Added (5.1.0 consolidation)

  • Plugin namespace renamed prd-taskmasterprd — commands are now /prd:go etc.; MCP tool ids are mcp__plugin_prd_go__* (old prefixes kept as legacy allowed-tools aliases).
  • Per-directory .npmignore files keep Python bytecode out of the npm tarball (npm 11 ignores the root .npmignore inside files[]-allowlisted directories).
  • 21 granular PRD-validation tests ported from the plugin suite (tests/core/test_validation.py).
  • Setup/execute-task skills resolve the customizations starter pack and ship-check.py from the packaged ${CLAUDE_PLUGIN_ROOT}/skel/ (previously referenced a developer-machine path).

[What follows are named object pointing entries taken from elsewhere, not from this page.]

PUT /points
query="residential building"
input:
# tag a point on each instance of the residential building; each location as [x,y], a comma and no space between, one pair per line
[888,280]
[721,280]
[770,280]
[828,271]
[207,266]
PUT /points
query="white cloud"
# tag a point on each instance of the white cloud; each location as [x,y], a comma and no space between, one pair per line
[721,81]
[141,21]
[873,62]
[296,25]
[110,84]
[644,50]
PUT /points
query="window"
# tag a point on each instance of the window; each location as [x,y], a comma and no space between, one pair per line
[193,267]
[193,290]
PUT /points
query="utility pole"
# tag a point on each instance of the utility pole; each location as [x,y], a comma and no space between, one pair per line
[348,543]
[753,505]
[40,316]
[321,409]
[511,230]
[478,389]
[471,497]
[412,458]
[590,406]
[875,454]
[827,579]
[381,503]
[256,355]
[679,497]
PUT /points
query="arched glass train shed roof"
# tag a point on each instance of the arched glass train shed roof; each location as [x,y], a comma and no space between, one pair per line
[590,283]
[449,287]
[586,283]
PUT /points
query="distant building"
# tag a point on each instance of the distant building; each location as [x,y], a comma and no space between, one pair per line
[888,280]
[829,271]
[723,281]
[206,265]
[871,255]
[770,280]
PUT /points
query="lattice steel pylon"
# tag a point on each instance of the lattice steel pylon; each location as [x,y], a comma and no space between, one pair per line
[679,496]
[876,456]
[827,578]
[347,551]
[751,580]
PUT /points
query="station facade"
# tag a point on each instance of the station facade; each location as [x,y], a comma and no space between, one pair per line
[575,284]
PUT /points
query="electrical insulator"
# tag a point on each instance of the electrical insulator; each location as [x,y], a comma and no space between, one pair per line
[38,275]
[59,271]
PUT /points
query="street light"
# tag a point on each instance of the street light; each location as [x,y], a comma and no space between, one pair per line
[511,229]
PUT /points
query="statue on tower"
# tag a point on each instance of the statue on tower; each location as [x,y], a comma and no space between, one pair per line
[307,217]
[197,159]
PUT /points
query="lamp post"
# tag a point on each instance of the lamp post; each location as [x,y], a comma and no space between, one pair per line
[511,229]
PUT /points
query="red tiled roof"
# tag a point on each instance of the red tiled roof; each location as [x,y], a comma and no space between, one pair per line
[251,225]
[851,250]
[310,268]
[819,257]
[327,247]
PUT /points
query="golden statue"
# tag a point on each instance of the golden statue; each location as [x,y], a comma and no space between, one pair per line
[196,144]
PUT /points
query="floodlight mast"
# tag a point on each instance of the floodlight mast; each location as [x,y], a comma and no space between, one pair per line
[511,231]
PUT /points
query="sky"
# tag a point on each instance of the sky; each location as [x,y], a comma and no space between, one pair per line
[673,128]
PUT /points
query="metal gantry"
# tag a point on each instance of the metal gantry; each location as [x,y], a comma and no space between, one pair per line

The notes below document the v4.0.0 line that this release ships for the first time.

Added

  • Token economy (token_economy: conservative|balanced|performance) — per-op-class start tiers, validator-gated escalation with per-mode ceilings, and economy-aware provider configuration. Verified priors and sources in docs/product/MODEL-ECONOMY.md.
  • Parallel native TaskMaster expansion (tm-parallel / tm_parallel_expand) — TaskMaster's model-agnostic expand --research runs concurrently in isolated workdirs (per-task economy-tier models), merged atomically; the Claude-subagent path becomes the documented fallback.
  • Local cost telemetry (.atlas-ai/telemetry.jsonl) + economy-report summarizer.
  • Unified deterministic core (prd_taskmaster/) — a single stdlib-only Python package that is the one source of truth for PRD validation, task calculation, complexity enrichment, capability detection, the pipeline state machine, and the ship-check gate. Imported by both the zero-dependency skill (script.py) and the FastMCP plugin (mcp-server/server.py).
  • 5-phase gated pipelineSETUP → DISCOVER → GENERATE → HANDOFF → EXECUTE with atomic compare-and-swap transitions over a flock-guarded pipeline.json.
  • CDD execute loopskills/execute-task runs a 13-step contract-driven cycle with evidence cards; completion is gated by a deterministic SHIP_CHECK_OK token (a non-zero exit code in any evidence file blocks it).
  • Parallel research fan-out (prd_taskmaster/parallel.py) — plan/apply research packets let an agent expand tasks across parallel subagents and merge results atomically.
  • /atlas command — the primary user-facing invocation (alias of the orchestrator skill).
  • Product + UX specs (docs/product/) — the living contract the dogfood ship-check verifies against.
  • Atlas Pro teaser — the handoff surfaces Atlas Fleet (parallel multi-session execution) as a locked, clearly-priced upgrade. The free engine stays fully functional standalone.

Changed

  • Repo keeps the name prd-taskmaster (and its 508★). The product/command brand is Atlas; the internal "atlas-go" name from the plugin line is retired.
  • PRD validation is stricter than older internal versions (grade thresholds + placeholder attribution). PRDs that previously passed loosely may now score lower — by design.
  • Two install paths from one repo: curl one-liner (zero-dependency skill) and Claude Code plugin / npm install (full FastMCP plugin).

Fixed

  • Ship-check tests aligned to the live skel/ship-check.py gate contract (3 stale-schema failures resolved).

Lineage

v4.0.0 merges the prd-taskmaster-v2 skill line (internally versioned 2.x, never published) and the atlas-go plugin line (internally 5.x, never published) back into this repository. Those internal version numbers do not appear as tags here; the public lineage runs v3.0.0 → v4.0.0.

[3.0.0] — 2026-02-12

  • Codified deterministic operations into script.py; curl installer with update notifications; template-based PRD and CLAUDE.md generation; community files. (Pre-merge single-skill product.)